Reliability, security, cost, and performance are criteria that are frequently identified as being relevant non-functional requirements when selecting web services. To determine the relative importance of these criteria a survey was conducted among several information technology architects in the Midwest [30]. The relative weights of these criteria were inferred through the analytic hierarchy process [23]. The results were surprisingly consistent, and indicated that security and reliability were among the most important criteria that architects consider when evaluating web services. These results are depicted in Figure 1.
Figure 1. Relative importance of web service selection criteria
This paper examines the importance of reliability, and proposes an approach for its effective utilization in the selection of web services. It adopts a design science approach for addressing the problem. The rest of the paper is organized as follows. Section 2 provides a brief characterization of software reliability, and specializes it to web services. Metrics for reliability, particularly in the context of business processes supported by web services are also provided. The practical considerations of developing application systems using web services are outlined in Section 3. Section 4 describes the application of the approach to a real-world example. Implications for managers and system architects are presented in Section 5. Limitations and conclusions complete the paper.
2. Web Services Reliability
Software reliability is typically characterized as the probability that a piece of software will exhibit failure-free operation during a specified period. Xie [27] defines software reliability as “the probability that the software will be functioning without failures under a given environmental condition during a specified period of time”. Other characterizations tend to measure reliability in terms of a percentage of failure cases in a given number of attempts to compensate for variations in usage over time [7][18]. The use of multiple concepts of failure and metrics for assessment of failure gives rise to a host of definitions. In the software context, failure is generally indicative of the exposure of underlying design faults by selection of specific inputs or operating conditions. Breaking down the source and nature of failures permits more precise modeling of software artifact reliability. However, most characterizations of reliability of web services prefer to leave the sources of failure unstated [1][12][27]. Some researchers view reliability as a non-functional characteristic of web services [1]. Still others characterize it as a component in setting service level agreements with web services vendors [12]. One of the more comprehensive characterizations of web services reliability is provided by Zhang and Zhang [28] where both functional and non-functional components are considered, and reliability is defined as a composite of correctness, fault tolerance, testability, availability, performance, and interoperability.
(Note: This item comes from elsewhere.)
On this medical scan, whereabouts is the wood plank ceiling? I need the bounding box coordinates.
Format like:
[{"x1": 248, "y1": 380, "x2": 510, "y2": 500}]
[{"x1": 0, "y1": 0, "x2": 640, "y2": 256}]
This approach is useful in modeling reliability of an individual web service, with a view towards predicting when it may fail.
A related stream of research covers reliability of component-based software. Poore et al. [19] proposed an approach comprising models for sampling, system reliability computation from component reliability, and certification to better assist component system designers in the area of reliability planning. Based on a Markov model, they conducted what-if analyses through a series of spreadsheets to study the interaction between component reliability and system reliability. Prowell and Poore [20] present a method for combining reliabilities of components using a Markov chain model. Web services can be viewed as component-based systems, making these findings useful in modeling reliability for web service applications. However, the focus in this paper is more on deriving reliability measures at the application level, rather than modeling and testing reliability.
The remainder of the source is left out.